CBS chief research officer David Poltrack, who has weathered four recessions in his long career at the company, said that the economy has gone south and taken network TV with it. Poltrack forecasts that network TV advertising will be up a mere 1% in 2008 and down 7% in 2009.
That compares to his previous prediction of network TV advertising jumping 7% in 2008, including a 2% rise thanks to the Olympics and a strong upfront. But the nets got a double shock, the impact of the writers strike in the first half of 2008 and the declining economy in the second half. The fourth quarter scatter market was weak and the advertisers were negatively impacted by a meltdown in the housing and financial markets, when consumer spending dried up.
"The consumer is not consuming," Poltrack said.
By looking at past recessions, CBS has found that some advertisers severely cut or eliminate their ad spend while at the same time well-heeled other companies pour their dollars into ads to try to gain market share. CBS is seeking right now to see "how major marketers are lining up in the two camps."
Another problem facing network television is ratings so far this season. Poltrack freely acknowledged that network TV hasn't had a good season, with mostly declines.

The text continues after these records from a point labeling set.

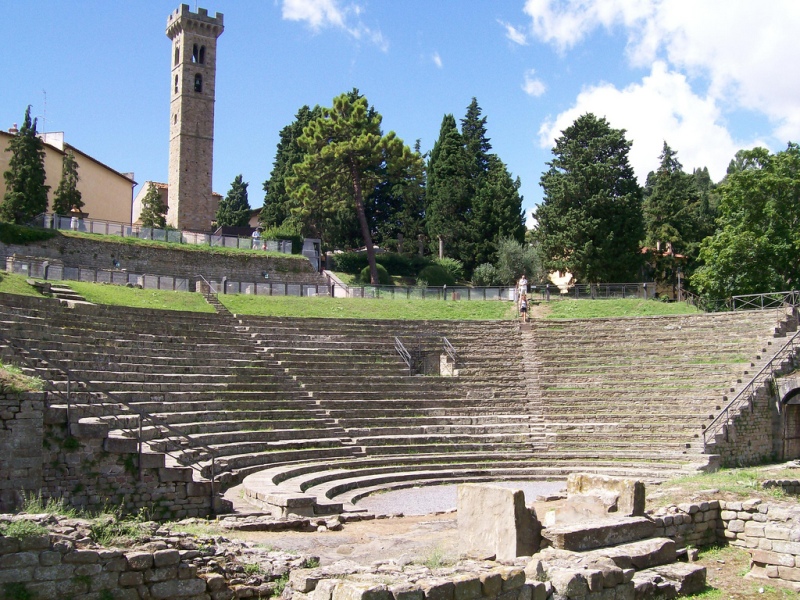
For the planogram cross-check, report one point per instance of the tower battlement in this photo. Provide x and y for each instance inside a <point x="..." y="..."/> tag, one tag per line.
<point x="184" y="18"/>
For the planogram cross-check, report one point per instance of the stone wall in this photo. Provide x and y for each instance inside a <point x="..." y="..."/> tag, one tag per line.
<point x="35" y="567"/>
<point x="85" y="467"/>
<point x="88" y="469"/>
<point x="177" y="262"/>
<point x="20" y="446"/>
<point x="755" y="436"/>
<point x="769" y="532"/>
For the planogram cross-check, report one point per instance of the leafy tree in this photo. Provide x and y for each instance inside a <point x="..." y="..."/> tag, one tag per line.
<point x="234" y="209"/>
<point x="757" y="246"/>
<point x="346" y="158"/>
<point x="154" y="211"/>
<point x="277" y="201"/>
<point x="590" y="221"/>
<point x="26" y="192"/>
<point x="67" y="194"/>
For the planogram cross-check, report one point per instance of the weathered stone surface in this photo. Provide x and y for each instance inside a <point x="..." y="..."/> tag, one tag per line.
<point x="598" y="534"/>
<point x="625" y="497"/>
<point x="512" y="531"/>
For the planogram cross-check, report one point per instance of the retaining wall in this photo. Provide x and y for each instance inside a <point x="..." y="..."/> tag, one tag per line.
<point x="769" y="532"/>
<point x="87" y="468"/>
<point x="100" y="255"/>
<point x="21" y="430"/>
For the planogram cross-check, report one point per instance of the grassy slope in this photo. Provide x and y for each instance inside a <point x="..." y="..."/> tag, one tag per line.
<point x="124" y="296"/>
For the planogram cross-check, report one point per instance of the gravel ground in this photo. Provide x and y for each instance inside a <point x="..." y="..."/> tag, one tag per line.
<point x="436" y="498"/>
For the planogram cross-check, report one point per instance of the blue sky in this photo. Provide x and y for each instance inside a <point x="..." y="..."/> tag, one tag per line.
<point x="708" y="77"/>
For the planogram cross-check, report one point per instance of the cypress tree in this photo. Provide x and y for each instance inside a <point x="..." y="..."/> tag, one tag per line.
<point x="67" y="194"/>
<point x="26" y="192"/>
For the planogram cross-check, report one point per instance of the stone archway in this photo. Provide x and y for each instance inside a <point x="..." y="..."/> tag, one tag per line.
<point x="789" y="391"/>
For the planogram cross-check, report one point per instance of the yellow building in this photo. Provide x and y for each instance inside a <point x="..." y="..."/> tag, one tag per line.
<point x="107" y="194"/>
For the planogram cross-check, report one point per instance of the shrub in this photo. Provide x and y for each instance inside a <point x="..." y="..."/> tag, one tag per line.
<point x="485" y="275"/>
<point x="19" y="234"/>
<point x="22" y="529"/>
<point x="350" y="262"/>
<point x="436" y="276"/>
<point x="285" y="231"/>
<point x="400" y="264"/>
<point x="383" y="275"/>
<point x="453" y="266"/>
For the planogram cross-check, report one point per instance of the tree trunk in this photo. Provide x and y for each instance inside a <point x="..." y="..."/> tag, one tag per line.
<point x="362" y="220"/>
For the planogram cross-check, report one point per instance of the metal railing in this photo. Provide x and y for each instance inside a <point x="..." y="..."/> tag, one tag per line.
<point x="450" y="351"/>
<point x="43" y="269"/>
<point x="404" y="354"/>
<point x="765" y="301"/>
<point x="172" y="236"/>
<point x="747" y="394"/>
<point x="30" y="357"/>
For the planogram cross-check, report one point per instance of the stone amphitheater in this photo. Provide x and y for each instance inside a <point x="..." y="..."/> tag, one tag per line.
<point x="310" y="415"/>
<point x="211" y="414"/>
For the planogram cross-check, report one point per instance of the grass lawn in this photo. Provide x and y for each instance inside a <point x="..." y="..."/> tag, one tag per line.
<point x="118" y="295"/>
<point x="368" y="308"/>
<point x="596" y="309"/>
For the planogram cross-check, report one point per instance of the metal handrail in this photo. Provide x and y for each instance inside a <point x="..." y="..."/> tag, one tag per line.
<point x="746" y="394"/>
<point x="450" y="350"/>
<point x="765" y="301"/>
<point x="404" y="354"/>
<point x="118" y="423"/>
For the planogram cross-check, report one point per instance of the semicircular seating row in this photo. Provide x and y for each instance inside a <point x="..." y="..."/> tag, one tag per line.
<point x="325" y="409"/>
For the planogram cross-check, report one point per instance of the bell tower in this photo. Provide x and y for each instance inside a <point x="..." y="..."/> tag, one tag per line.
<point x="191" y="126"/>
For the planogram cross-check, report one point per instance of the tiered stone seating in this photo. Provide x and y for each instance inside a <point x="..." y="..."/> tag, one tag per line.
<point x="320" y="412"/>
<point x="193" y="372"/>
<point x="646" y="385"/>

CBS, he said, had either much lesser declines or had increases in key demos.
He pointed to the election as a partial culprit, saying that the four debates and Election Night hurt the nets because it couldn't program (and run ads) during those five nights. Cable news nets also drew viewers away.
But he also tweaked the rival nets that de-emphasized pilot development, which Poltrack said was a key part of TV success.
"Our competitors have paid the price" by skipping pilot development, Poltrack said. He also said that the return of shows that didn't get a good run before the strike, and also not scheduling them after the strike but before the end of the 2007-08 TV season, failed as a strategy. CBS, he said, returned shows and has faired better (as has Fox) while he said NBC and ABC haven't.
As for when the recession will end, Poltrack wasn't as negative as some analysts. Poltrack's message? This too shall pass. The impact of the recession will lessen each quarter of 2009, he said.
"The end of the recession will at least be in sight by the fourth quarter," Poltrack declared. He said that the fourth quarter will also look better than 2008 because they'll be able to fully program -- and rake in the ad dollars -- from five nights that it couldn't this fall because of the election and primaries.
He also said that projections right now are that CBS will finish up the TV season up in key areas, given a strike-free season.